Related: US approves critical habitat update for Florida manatees | Florida wildlife officials say some manatee food is growing

“I’d really like to see … almost twice that if we could muster that,” Calson said.

“A lot of that depends on how severe (the condition) the animals are,” Calson said. “One critical animal that needs around-the-clock care can bond one whole group until that animal reaches a point where it is stable.”

Agencies are warning people not to look for manatees while on boats during upcoming holidays.

Over the past winter the Fish and Wildlife Conservation Committee and the Fish and Wildlife Service conducted a very unusual supplemental feeding effort that provided lettuce to manatees, which starved of poor water quality and algal blooms resulting in a depletion of seaweed in key forage areas.

Wildlife officials predict they may once again have to supply lettuce to manatees congregating in East Coast waters next winter. As of June 3, 575 manatee deaths have been reported this year.

FILE – A manatee floats in the warm waters of the Florida Energy and Light Discharge Channel, on Monday, Jan. 31, 2022, in Fort Lauderdale, Florida. Boston Celtics co-owner Rob Hill is donating $2 million to protect Florida’s manatees and their habitat after two seasons of manatee mortality in the state. The Fox Rock Foundation, a family charity that Hill and his wife, Karen oversee, will give $1 million each to the Fish & Wildlife Foundation of Florida and Save the Manatee Club, the groups announced Tuesday, May 17 (AP Photo/Lynne Sladky), a file) (Copyright 2022, The Associated Press. All rights reserved.)

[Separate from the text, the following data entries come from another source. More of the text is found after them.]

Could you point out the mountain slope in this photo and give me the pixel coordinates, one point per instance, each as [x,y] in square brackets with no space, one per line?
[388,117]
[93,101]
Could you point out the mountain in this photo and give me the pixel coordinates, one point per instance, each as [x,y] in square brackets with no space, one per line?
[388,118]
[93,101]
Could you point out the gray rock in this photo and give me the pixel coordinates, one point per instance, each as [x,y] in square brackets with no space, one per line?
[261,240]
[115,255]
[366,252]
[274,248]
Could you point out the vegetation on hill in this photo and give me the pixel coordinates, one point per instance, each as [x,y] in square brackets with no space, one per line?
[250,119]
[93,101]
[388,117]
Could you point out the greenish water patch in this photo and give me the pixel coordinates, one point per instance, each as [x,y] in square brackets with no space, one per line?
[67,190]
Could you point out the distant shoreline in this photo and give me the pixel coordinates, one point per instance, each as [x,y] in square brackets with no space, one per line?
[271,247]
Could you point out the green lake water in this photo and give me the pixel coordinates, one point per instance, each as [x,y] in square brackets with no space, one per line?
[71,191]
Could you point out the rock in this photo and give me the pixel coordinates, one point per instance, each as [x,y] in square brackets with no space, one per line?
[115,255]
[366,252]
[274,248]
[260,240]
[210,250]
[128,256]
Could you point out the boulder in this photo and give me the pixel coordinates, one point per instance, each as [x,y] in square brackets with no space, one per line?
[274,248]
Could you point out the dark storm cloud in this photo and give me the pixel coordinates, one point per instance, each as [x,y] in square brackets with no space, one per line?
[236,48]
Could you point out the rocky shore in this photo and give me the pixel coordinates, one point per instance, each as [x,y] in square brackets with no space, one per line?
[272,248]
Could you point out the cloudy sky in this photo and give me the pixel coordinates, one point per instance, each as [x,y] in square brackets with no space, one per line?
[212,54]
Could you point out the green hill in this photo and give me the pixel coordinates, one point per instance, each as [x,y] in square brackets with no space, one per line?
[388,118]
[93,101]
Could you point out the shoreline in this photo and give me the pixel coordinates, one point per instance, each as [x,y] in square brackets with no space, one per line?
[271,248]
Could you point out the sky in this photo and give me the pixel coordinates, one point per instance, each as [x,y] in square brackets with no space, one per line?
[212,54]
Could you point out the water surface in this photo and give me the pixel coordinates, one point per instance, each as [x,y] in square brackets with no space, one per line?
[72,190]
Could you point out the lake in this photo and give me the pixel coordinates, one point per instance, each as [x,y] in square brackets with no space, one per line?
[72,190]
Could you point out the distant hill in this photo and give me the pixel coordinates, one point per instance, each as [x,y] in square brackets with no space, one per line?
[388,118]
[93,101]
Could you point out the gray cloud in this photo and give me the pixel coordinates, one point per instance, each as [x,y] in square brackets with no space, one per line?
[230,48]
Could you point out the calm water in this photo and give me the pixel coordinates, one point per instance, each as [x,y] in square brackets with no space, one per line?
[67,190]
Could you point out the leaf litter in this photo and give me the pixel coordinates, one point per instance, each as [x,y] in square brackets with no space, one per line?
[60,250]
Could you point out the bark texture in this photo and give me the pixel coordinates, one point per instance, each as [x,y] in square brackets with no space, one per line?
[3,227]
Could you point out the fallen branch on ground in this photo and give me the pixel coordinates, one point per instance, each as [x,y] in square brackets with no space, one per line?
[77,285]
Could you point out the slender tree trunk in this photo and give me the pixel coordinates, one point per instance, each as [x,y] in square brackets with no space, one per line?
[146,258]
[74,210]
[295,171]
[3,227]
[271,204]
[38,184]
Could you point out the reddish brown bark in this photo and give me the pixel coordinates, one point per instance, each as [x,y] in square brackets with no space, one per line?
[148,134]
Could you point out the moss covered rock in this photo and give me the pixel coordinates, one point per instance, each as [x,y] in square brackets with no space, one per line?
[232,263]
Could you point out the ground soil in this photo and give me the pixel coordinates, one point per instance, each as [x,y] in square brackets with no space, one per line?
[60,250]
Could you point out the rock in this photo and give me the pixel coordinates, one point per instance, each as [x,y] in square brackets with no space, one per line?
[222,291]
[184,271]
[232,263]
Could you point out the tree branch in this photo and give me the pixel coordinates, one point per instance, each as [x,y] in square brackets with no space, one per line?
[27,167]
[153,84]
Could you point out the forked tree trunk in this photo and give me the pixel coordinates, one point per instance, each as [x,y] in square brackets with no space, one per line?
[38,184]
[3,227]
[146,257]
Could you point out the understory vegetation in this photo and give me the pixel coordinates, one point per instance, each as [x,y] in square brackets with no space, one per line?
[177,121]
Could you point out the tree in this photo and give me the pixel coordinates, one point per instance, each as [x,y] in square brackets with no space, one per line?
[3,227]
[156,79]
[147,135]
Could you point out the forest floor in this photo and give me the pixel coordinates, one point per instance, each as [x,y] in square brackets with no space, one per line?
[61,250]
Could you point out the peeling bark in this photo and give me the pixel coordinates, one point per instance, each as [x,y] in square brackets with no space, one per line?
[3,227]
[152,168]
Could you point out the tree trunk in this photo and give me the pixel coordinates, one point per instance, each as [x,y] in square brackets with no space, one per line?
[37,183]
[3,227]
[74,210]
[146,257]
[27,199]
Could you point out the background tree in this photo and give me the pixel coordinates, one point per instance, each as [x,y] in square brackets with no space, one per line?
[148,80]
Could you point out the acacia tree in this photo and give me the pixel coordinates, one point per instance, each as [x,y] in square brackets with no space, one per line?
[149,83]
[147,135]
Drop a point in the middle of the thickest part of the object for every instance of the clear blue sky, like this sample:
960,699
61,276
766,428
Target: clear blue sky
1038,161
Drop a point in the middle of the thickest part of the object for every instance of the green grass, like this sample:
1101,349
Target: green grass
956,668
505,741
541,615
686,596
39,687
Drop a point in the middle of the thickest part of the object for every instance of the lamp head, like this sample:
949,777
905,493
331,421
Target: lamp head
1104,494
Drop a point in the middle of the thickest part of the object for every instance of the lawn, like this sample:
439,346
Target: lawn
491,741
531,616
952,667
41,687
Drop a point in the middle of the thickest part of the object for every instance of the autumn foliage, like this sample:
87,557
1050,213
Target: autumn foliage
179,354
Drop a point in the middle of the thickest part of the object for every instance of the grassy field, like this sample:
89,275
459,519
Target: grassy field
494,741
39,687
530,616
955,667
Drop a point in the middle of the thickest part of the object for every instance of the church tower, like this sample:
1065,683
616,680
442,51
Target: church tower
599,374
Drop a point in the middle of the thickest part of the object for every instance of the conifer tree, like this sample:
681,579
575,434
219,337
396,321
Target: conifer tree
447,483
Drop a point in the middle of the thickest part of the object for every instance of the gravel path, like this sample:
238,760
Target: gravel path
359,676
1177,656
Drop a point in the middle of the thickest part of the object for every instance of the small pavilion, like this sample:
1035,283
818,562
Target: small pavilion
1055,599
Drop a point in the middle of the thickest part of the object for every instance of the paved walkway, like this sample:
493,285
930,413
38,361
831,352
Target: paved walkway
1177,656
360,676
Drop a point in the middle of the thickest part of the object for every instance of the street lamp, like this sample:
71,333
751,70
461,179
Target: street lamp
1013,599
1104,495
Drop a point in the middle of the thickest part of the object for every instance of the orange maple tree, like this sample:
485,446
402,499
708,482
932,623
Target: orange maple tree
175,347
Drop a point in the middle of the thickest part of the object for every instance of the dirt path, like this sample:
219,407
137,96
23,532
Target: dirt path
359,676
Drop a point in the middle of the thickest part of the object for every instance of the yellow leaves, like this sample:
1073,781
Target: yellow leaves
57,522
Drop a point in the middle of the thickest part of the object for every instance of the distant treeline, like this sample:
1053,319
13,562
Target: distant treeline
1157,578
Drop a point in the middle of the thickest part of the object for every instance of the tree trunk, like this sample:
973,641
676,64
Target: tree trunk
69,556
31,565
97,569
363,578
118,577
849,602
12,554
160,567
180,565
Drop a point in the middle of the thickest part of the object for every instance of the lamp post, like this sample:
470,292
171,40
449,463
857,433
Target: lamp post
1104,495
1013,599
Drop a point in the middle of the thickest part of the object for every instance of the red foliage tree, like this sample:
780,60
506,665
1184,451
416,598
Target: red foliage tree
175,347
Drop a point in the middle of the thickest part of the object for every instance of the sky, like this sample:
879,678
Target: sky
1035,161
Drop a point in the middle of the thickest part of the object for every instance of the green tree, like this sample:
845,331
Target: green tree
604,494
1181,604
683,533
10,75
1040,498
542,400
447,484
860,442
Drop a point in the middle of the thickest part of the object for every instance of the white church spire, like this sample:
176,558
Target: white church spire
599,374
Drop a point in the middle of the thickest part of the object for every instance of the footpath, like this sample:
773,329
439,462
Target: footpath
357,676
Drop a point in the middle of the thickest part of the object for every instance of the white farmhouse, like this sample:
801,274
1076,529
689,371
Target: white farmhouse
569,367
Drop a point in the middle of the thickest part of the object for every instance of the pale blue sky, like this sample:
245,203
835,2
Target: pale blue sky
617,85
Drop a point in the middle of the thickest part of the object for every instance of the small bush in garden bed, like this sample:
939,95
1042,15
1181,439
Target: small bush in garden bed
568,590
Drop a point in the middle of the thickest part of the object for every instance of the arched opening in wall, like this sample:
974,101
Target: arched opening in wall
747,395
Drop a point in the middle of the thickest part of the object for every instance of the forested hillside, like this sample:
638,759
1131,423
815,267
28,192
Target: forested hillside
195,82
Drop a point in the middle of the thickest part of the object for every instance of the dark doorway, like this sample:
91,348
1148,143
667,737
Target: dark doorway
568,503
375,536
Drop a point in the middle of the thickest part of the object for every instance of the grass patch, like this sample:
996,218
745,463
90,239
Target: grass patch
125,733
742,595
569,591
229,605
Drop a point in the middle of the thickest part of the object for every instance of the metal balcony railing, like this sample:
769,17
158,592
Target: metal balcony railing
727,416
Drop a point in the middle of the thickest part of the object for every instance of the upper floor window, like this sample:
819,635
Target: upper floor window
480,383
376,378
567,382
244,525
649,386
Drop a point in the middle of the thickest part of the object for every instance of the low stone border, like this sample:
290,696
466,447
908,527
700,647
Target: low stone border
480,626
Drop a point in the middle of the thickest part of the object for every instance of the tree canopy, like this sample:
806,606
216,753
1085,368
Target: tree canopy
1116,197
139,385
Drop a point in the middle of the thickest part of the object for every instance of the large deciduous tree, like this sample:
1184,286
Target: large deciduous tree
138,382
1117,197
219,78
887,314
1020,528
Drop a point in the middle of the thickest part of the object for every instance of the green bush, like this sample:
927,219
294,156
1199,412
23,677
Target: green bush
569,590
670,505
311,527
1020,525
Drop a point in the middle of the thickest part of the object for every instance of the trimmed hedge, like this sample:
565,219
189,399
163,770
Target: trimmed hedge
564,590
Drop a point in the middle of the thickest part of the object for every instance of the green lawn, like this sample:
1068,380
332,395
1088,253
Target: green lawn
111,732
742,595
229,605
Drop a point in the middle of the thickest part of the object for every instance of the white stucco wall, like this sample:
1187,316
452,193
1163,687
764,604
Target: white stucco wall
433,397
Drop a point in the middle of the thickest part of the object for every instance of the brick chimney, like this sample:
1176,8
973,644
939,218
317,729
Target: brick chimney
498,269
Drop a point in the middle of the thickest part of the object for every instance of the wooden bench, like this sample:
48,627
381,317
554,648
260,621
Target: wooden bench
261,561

That number dropped from 780 deaths at the same point in 2021, when 1,110 manatees deaths were reported. But it is still much higher than in other years.

“The animals that have made it so far, two winters of low food resources, will continue to be stressed,” said Tom Reinert, Southern District Manager for the Fish and Wildlife Service. “I expect a mortality rate still higher than normal next winter.”

State and federal agencies are working with seven organizations to expand rehabilitation capacity.

Calleson said SeaWorld is expanding to provide up to 20 additional locations, while additional work is underway at Clearwater Marine Aquarium, Zoo Tampa and Jacksonville Zoo. Even Walt Disney World offers “on ways in which they can play a more integrated role”.

“All of these people have come in and want to help our efforts and help the manatees in general,” Calson said. “That’s really what it takes. When you’re dealing with 10,000 pound animals, it really takes a village to try to handle, care for, and treat these animals.”

The new state budget, which will take effect on July 1, includes $30 million to strengthen the network of manatee acute care facilities, restore manatee habitat and fund pilot projects similar to the supplemental feeding program.